Newsletter | March 26, 2010

BROKER DEALER

FINRA to Require Firms to Designate a Super Account Administrator

On March 29, the Financial Industry Regulatory Authority will begin requiring firms to designate a Super Account Administrator (SAA) to create other account administrators and user accounts for firms and to manage firms’ access to FINRA systems. With the implementation of the SAA, firms will use just one form for both the creation and modification of an SAA account instead of relying upon FINRA for the creation and maintenance of all account administrators. FINRA will implement the SAA role in phases through early 2011 and will notify firms via email of their SAA designation windows and provide instructions approximately six weeks prior to their designation due dates.

Click here to read the FINRA Information Notice.

CBOE and CHX Amend Rules to Prohibit Broker Discretionary Voting on Director Elections and Other Matters

On March 18, the Securities and Exchange Commission issued Releases No. 34-61732 and 34-61733 describing immediately effective changes to Chicago Board Options Exchange, Incorporated (CBOE) and Chicago Stock Exchange (CHX) rules regarding broker discretionary voting. In line with similar changes recently adopted by the New York Stock Exchange, under amended CBOE Rule 31.85, brokers may not vote on director elections (contested or not) at shareholder meetings without specific instructions from the beneficial owner, except with respect to companies registered under the Investment Company Act of 1940. As amended, CBOE Rule 31.85 also will preclude broker discretionary voting on matters that materially amend an investment advisory contract with an investment company.

Also to streamline with the NYSE, CHX has amended Article 8, Rule 14 regarding proxy voting by CHX participants who hold stock on behalf of a beneficial owner to enumerate certain matters that substantially affect the rights and privileges of stock and therefore should not be voted on by CHX participants without instructions from the beneficial owner.

Click here to read SEC Release 34-61732.
Click here to read SEC Release 34-61733.

CFTC

CFTC Denies Relief from Customer Account Identification Requirement at Time of Order Entry

The Division of Clearing and Intermediary Oversight (DCIO) of the Commodity Futures Trading Commission has denied a request from a registered introducing broker (IB) for relief from the requirement under CFTC Regulation 1.35(a-1)(1) that an IB provide its clearing futures commission merchant (FCM) with specific customer account identifiers at or prior to the time it places orders with its FCM.

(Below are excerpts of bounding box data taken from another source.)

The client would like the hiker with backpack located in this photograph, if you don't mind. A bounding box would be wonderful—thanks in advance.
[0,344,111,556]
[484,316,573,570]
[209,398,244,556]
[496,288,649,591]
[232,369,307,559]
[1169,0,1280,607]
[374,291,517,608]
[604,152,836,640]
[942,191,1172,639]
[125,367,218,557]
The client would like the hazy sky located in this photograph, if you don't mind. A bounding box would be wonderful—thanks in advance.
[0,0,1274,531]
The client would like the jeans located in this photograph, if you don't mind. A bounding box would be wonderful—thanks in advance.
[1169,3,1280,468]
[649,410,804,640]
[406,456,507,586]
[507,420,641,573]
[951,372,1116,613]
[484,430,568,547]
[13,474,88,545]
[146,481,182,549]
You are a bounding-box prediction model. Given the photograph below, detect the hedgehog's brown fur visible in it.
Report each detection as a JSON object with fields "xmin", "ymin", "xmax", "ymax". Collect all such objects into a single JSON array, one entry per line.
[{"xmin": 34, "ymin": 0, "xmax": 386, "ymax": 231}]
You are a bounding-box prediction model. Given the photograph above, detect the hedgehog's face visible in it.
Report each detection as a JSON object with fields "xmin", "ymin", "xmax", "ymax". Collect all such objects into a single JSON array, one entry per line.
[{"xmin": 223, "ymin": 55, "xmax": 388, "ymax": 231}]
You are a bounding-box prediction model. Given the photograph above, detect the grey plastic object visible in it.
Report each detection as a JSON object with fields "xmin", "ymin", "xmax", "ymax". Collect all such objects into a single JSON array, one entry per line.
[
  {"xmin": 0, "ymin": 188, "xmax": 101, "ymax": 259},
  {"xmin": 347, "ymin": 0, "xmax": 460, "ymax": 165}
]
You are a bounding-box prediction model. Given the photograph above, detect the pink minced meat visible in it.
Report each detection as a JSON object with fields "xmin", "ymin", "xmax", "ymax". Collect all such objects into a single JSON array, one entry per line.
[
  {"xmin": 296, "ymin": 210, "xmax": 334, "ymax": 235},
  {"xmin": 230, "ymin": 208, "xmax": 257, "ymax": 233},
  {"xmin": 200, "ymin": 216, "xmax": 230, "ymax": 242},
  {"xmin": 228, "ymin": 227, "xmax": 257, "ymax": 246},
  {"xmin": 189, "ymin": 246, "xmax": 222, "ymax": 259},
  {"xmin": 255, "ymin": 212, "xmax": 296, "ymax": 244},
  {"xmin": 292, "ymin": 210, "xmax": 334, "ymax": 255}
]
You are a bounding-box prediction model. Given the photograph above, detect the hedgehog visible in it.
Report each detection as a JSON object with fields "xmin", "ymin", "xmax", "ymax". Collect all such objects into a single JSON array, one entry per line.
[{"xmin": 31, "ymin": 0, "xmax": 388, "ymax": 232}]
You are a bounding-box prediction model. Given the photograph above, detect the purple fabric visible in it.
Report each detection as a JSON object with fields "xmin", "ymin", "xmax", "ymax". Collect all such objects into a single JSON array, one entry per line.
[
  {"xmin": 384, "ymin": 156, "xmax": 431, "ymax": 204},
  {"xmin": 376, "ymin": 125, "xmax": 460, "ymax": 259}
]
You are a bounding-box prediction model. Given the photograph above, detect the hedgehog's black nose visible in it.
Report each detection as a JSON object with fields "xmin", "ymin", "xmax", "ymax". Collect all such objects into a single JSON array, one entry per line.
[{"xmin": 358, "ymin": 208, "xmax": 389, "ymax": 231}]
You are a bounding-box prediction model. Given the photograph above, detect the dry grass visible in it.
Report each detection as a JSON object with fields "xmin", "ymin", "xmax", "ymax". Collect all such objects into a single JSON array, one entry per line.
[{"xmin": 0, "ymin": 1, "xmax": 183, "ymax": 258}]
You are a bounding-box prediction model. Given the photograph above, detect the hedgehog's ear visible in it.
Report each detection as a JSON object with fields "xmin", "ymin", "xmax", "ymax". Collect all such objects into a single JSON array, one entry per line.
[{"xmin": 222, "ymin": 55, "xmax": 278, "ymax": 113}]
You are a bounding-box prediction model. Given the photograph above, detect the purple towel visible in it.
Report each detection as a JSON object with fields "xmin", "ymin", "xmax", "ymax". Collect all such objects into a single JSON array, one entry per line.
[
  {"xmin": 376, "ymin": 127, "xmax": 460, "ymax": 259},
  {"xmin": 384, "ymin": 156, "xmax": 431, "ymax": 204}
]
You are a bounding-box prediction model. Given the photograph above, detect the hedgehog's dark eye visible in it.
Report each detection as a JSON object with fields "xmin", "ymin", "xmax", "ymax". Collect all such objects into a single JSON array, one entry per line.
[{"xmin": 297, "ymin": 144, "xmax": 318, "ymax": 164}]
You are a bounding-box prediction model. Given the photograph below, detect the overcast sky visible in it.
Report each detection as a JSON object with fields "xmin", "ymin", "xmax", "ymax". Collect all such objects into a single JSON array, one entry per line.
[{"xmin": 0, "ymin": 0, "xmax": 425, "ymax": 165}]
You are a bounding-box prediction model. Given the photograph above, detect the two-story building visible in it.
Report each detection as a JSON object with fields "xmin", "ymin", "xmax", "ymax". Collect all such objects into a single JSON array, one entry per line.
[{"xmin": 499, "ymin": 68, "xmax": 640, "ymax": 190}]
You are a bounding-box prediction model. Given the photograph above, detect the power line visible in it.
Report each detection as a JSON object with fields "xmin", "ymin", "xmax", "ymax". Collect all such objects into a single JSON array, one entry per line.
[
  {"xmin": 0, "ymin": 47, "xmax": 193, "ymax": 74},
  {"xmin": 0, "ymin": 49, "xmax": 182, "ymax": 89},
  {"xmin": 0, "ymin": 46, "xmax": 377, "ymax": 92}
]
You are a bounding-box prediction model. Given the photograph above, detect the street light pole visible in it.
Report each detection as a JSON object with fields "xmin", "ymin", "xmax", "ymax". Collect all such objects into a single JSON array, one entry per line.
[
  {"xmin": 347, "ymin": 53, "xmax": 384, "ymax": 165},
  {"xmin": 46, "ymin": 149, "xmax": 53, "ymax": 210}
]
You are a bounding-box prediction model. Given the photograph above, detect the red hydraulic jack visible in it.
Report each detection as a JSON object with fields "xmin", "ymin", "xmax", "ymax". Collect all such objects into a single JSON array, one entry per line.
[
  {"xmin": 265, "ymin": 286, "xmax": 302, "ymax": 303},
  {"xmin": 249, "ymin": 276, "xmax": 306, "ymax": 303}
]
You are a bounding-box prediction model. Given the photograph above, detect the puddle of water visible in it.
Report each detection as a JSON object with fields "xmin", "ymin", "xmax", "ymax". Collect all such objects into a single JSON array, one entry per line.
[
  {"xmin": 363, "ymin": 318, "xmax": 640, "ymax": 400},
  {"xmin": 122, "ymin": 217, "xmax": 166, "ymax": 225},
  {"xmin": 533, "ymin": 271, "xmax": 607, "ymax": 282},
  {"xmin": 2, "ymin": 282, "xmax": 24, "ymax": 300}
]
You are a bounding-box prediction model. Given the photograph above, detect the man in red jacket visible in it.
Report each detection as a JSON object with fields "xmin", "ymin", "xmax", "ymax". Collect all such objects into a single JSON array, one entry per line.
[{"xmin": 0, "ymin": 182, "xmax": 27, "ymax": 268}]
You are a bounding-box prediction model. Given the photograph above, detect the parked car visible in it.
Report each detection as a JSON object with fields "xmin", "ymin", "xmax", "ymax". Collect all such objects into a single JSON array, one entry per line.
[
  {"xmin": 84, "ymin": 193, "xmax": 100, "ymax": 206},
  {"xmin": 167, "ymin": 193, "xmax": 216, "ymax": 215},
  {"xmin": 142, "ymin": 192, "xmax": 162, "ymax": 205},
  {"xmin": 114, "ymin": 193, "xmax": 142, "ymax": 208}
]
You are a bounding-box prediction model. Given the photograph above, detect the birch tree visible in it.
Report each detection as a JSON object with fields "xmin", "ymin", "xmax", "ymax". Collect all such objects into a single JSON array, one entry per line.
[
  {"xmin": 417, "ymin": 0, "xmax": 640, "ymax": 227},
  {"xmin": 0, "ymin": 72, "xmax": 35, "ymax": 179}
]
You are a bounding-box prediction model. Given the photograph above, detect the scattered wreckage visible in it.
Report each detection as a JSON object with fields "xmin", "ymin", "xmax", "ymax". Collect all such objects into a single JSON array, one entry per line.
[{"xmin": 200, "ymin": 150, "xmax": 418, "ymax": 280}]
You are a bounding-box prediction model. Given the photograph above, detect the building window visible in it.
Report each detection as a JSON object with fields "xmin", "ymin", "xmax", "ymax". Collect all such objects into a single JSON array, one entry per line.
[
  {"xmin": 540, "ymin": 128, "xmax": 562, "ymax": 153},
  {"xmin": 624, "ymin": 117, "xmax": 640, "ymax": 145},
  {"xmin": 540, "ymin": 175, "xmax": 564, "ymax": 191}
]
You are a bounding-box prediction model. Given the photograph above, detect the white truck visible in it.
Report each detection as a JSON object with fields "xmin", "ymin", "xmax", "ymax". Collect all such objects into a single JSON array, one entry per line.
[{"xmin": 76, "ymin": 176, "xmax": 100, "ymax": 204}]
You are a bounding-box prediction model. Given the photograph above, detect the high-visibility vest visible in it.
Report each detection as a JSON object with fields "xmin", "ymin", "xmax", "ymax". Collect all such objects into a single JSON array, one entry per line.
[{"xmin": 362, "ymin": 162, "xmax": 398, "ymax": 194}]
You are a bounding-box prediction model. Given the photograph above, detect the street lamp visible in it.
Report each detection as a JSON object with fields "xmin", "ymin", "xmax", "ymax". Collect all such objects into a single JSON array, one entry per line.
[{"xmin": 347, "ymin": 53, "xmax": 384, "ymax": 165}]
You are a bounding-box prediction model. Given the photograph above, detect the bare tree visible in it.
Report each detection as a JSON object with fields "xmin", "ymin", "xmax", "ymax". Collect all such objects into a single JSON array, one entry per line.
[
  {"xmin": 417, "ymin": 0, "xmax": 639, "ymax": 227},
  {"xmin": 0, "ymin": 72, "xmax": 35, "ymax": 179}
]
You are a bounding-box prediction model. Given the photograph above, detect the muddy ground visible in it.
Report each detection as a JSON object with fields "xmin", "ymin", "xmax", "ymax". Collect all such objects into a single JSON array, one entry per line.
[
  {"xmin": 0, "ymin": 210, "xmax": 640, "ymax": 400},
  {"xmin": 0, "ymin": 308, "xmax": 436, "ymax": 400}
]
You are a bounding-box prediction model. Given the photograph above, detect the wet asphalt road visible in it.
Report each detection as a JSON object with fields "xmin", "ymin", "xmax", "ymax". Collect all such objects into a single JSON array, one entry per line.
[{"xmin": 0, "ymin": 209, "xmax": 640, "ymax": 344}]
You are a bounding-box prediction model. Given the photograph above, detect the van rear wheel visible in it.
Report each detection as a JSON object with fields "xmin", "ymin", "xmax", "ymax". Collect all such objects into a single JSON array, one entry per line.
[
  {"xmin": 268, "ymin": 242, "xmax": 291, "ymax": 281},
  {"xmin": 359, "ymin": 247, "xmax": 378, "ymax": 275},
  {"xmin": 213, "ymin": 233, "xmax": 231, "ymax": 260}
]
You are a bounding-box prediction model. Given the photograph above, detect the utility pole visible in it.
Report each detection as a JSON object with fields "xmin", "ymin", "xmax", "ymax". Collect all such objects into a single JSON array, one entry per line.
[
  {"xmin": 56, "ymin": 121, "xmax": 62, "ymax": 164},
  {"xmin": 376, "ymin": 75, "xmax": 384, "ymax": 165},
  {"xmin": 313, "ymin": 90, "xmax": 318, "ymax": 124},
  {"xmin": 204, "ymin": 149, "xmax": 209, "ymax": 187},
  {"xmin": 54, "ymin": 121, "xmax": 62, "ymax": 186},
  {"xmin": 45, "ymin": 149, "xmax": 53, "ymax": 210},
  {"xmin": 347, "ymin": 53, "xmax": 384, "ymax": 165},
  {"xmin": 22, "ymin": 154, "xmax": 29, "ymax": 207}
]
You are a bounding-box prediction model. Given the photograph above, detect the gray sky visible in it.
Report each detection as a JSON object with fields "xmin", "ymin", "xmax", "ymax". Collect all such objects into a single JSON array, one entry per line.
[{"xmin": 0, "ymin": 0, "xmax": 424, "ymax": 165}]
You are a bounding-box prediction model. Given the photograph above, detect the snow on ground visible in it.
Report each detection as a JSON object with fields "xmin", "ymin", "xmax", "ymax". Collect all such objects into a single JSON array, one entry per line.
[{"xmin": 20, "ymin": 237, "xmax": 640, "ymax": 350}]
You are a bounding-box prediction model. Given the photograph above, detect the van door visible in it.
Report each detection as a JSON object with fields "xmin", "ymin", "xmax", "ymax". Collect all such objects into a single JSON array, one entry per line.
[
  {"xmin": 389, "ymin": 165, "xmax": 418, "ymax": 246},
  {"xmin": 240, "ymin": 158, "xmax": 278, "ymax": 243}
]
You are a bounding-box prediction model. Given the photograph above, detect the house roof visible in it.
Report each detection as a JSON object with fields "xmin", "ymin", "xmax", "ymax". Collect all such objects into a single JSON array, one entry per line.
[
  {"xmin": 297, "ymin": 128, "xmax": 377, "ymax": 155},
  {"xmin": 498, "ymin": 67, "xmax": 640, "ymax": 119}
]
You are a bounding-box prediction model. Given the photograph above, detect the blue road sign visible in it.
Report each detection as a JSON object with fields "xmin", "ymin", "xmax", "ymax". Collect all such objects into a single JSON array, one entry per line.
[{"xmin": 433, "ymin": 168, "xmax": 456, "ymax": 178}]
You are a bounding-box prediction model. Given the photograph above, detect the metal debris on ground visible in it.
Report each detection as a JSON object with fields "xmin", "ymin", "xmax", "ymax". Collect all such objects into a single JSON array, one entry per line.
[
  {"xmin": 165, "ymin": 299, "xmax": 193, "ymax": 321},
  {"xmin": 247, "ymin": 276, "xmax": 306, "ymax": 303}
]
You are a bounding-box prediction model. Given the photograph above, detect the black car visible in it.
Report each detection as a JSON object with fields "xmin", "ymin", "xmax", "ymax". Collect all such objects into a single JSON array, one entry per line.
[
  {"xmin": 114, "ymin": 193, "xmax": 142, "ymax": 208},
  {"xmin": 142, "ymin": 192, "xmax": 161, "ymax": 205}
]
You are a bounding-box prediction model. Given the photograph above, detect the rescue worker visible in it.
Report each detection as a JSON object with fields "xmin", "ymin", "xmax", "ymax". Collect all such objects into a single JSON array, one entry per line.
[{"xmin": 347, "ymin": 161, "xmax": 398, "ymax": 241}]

Customers of the requesting IB had directed it to place trades on their behalf based on signals produced by third-party computer-based trading systems and alerts from third-party newsletters. The IB had requested relief on the grounds that, because of the frequency with which signals and alerts are generated and because of the disparate nature of the trade parameters provided by individual customers and the possibility of such parameters being changed by customers on short notice, it was unable to find a technically feasible means of providing its FCM with accurate allocations of bunched orders prior to or at the time of order entry without the risk of missing customer trades or of price “slippage” for those trades. The IB also argued that relief was justified because CFTC Regulation 1.35(a-1)(5)(i) allows certain “eligible account managers,” including registered commodity trading advisors, to engage in post-trade allocation of bunched orders.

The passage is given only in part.